Here are some 2020 learnings that could help you manage your money better.


  1. Lesson: We can save more than we think

    Retailers were allowed to sell only essential goods under levels 5 and 4 of the South African lockdown. As a result, we were all forced to shop only for necessities. This meant we saved on spending when it came to things like clothes, make-up and even gadgets.

    Tip: Use this lesson to splurge less on items you don’t need. For instance, budget for one “spoil item” per month so that you don’t spend money you don’t have.

  2. Lesson: An emergency fund is vital

    In the past, we might have thoughtan emergency fund would be used for a broken window,not a pandemic. But, from retrenchments to salary cuts, most of us have been affected by the blow of the pandemic to the South African economy.

    Tip: Continue to prioritise saving money where possible and try to keep your emergency fund at a value of at least 6 months’ worth of your monthly expenses. It will take time to get into the swing of saving, but you can make the process easier by:

    • Tracking where all your money is going every month
    • Cutting down on unnecessary purchases, such as takeaways
    • Creating and sticking to a budget
    • Setting savings goals
    • Keeping your savings in a separate account

  3. Lesson: We aren’t supporting local businesses enough

    As most online retailers and supermarkets struggled to meet our demands, we were forced to actively find local businesses where we could buy goods. This opened the door for new local options for purchasing fruit, vegetables, dairy products and more.

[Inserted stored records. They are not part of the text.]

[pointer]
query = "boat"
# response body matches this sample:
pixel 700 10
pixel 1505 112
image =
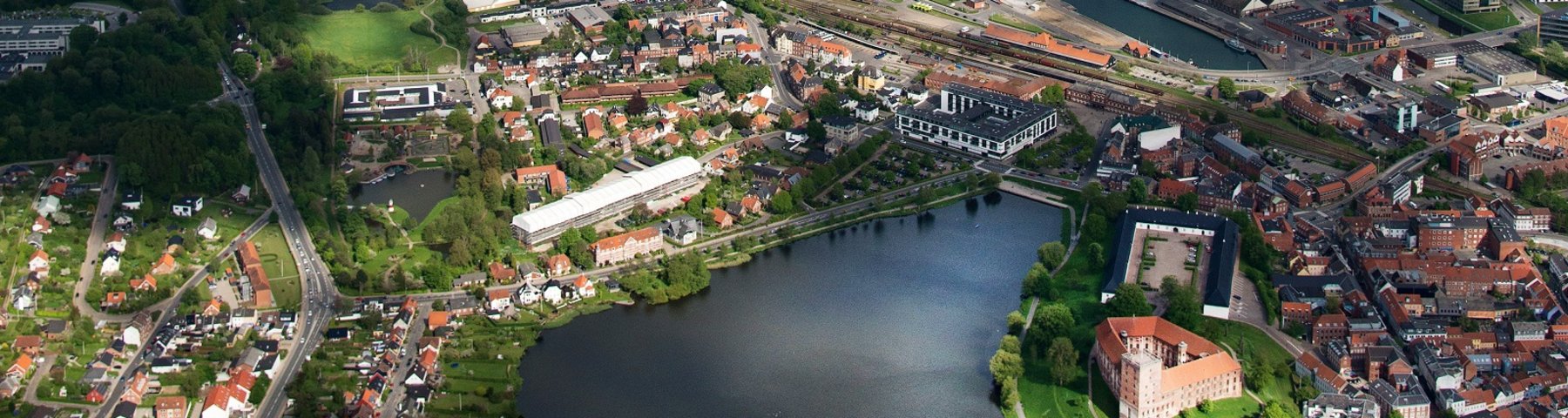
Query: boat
pixel 1236 44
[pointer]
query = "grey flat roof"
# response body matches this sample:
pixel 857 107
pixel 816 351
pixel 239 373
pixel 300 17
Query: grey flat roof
pixel 982 119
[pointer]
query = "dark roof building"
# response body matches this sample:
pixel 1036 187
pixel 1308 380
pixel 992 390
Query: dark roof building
pixel 1222 266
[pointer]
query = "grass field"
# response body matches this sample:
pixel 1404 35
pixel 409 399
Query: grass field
pixel 374 41
pixel 1473 21
pixel 280 266
pixel 1015 23
pixel 1254 347
pixel 1227 408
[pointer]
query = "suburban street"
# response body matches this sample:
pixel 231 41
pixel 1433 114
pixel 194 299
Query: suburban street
pixel 319 292
pixel 107 199
pixel 166 310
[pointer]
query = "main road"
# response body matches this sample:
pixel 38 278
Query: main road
pixel 319 290
pixel 166 310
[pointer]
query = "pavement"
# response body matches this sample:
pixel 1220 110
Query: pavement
pixel 166 310
pixel 405 362
pixel 319 293
pixel 107 196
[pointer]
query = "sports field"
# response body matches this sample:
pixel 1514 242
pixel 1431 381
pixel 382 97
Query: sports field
pixel 374 41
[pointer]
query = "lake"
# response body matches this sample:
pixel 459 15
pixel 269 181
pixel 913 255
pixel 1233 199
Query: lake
pixel 886 318
pixel 413 192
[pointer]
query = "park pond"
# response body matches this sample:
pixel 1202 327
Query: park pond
pixel 417 192
pixel 885 318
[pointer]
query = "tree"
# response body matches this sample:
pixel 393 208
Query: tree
pixel 1064 361
pixel 245 66
pixel 637 105
pixel 1128 302
pixel 1005 365
pixel 1052 94
pixel 1052 254
pixel 1181 302
pixel 1015 321
pixel 668 64
pixel 1227 88
pixel 1037 282
pixel 739 121
pixel 1054 320
pixel 1097 254
pixel 1137 190
pixel 1187 201
pixel 1275 410
pixel 259 390
pixel 783 202
pixel 1529 39
pixel 460 121
pixel 1097 227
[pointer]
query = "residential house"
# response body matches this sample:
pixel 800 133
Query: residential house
pixel 187 207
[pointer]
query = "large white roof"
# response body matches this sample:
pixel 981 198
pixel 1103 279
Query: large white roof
pixel 593 199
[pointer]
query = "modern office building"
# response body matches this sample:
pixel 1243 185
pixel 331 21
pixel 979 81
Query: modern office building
pixel 612 198
pixel 1215 287
pixel 977 121
pixel 1473 5
pixel 395 102
pixel 1495 66
pixel 41 37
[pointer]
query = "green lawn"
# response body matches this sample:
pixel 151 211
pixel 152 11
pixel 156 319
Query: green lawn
pixel 280 266
pixel 1015 23
pixel 1252 345
pixel 1227 409
pixel 1473 21
pixel 374 41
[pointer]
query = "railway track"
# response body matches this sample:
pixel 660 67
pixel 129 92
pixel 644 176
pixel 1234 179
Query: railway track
pixel 1054 68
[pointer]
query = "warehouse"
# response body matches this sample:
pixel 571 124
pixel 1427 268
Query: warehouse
pixel 609 199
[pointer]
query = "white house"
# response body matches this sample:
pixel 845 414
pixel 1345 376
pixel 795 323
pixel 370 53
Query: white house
pixel 131 201
pixel 23 298
pixel 39 262
pixel 501 98
pixel 868 111
pixel 585 287
pixel 117 243
pixel 552 294
pixel 47 206
pixel 187 206
pixel 207 229
pixel 529 294
pixel 110 265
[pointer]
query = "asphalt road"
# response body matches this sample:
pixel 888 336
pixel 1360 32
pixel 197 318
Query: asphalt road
pixel 107 198
pixel 168 309
pixel 319 290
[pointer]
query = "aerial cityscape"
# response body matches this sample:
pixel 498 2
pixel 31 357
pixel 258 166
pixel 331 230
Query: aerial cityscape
pixel 1024 209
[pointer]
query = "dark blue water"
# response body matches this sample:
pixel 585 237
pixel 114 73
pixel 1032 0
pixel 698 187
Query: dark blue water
pixel 886 318
pixel 1166 33
pixel 417 192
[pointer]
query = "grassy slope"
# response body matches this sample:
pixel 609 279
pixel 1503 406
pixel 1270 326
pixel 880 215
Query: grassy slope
pixel 280 265
pixel 372 39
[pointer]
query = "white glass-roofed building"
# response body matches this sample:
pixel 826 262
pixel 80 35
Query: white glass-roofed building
pixel 596 204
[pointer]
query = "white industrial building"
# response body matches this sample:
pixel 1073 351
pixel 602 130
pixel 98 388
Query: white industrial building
pixel 977 121
pixel 596 204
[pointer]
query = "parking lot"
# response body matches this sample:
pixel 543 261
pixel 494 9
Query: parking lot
pixel 1179 255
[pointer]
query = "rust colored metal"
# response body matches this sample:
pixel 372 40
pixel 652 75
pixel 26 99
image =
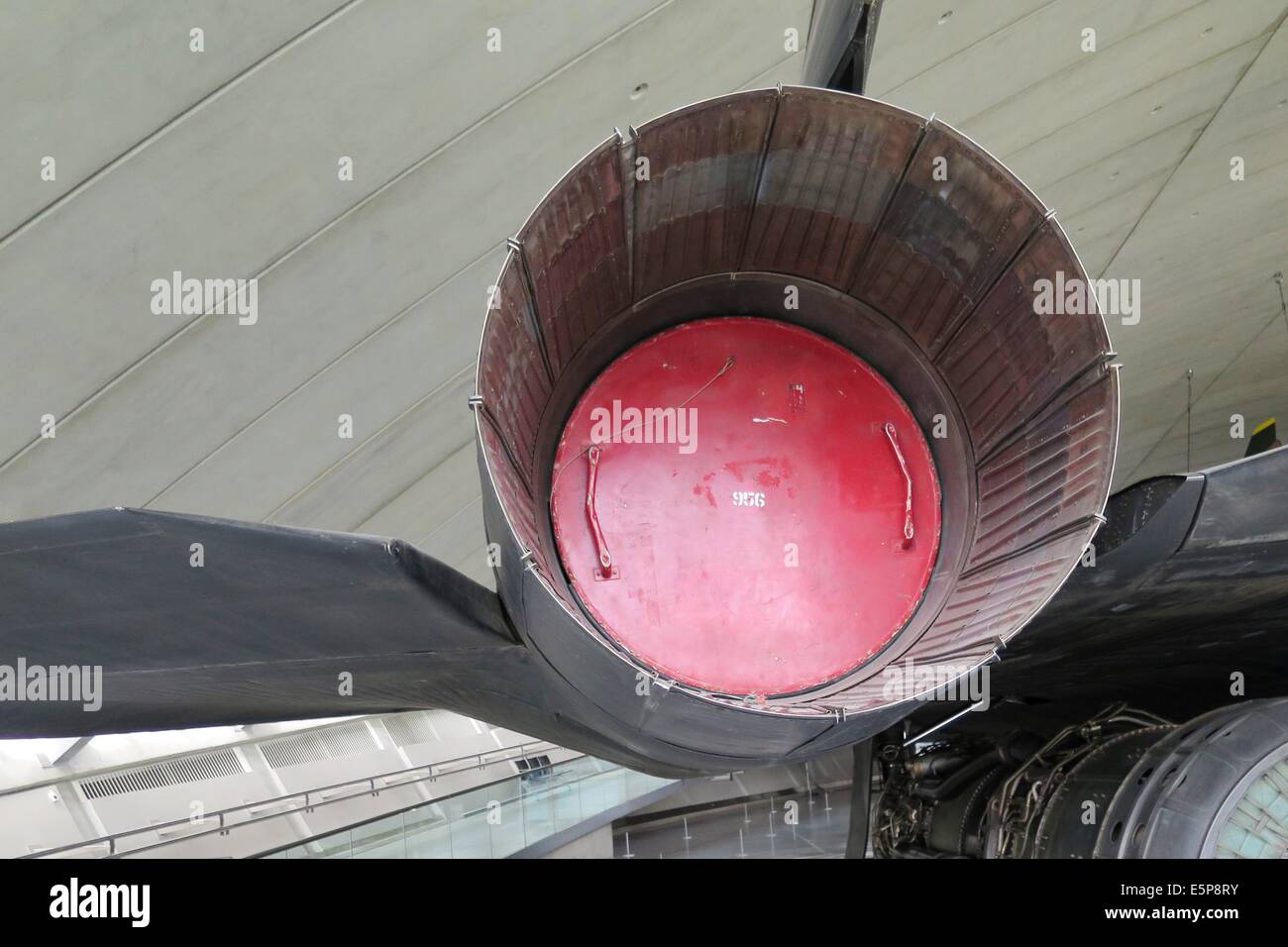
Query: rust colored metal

    Tip: Although retailers are now open and most items are available for purchase, try to support local small businesses instead where possible.

  4. Lesson: We should be careful of the debt trap

    One big thing that 2020 has challenged is our “permanent” income. This has highlighted the importance of being very cautious when taking on any kind of debt. When you have lots of debt, losing your income doesn’t only mean you won’t be able to cover your expenses, it also means you won’t be able to repay the money that you owe.

    Tip: Think carefully before taking on any debt, and prioritise managing your finances so that you don’t have to borrow money.

  5. Lesson: We can do without luxuries

    You may have missed your takeaway coffee or Saturday brunch, but by now you’ve realised you can live without these types of luxuries and that you can save quite a bit, too!

    Tip: Continue to maximise your savings even after the lockdown by skipping luxury items like overpriced takeaway coffee and meals.

  6. Lesson: Living healthily doesn’t have to be pricey

    Most of us have had to be creative when it comes to working out, since gyms have been closed. As a result, we turned to home workouts, workout apps and online exercise tutorials. We’ve also had to cook more than ever since takeaways weren’t an option for a while.

    Tip: Continue to save and live healthily on the cheap by using gym alternatives such as workout apps, like Home Workout. Skip takeaways as much as possible and cook your own meals at home instead.

  7. Lesson: Medical aid is important

    If an earning family member falls ill, the loss of income can bring financial challenges to your household if you don’t have health insurance. The unexpected expensive hospital and medical bills may be beyond what the family can afford to pay.

    Tip: Get adequate medical aid to cover unexpected costs such as hospital bills so you don’t have to pay out of your pocket or take on debt when faced with medical emergencies.

The information in this article is for information purposes only and does not constitute professional advice.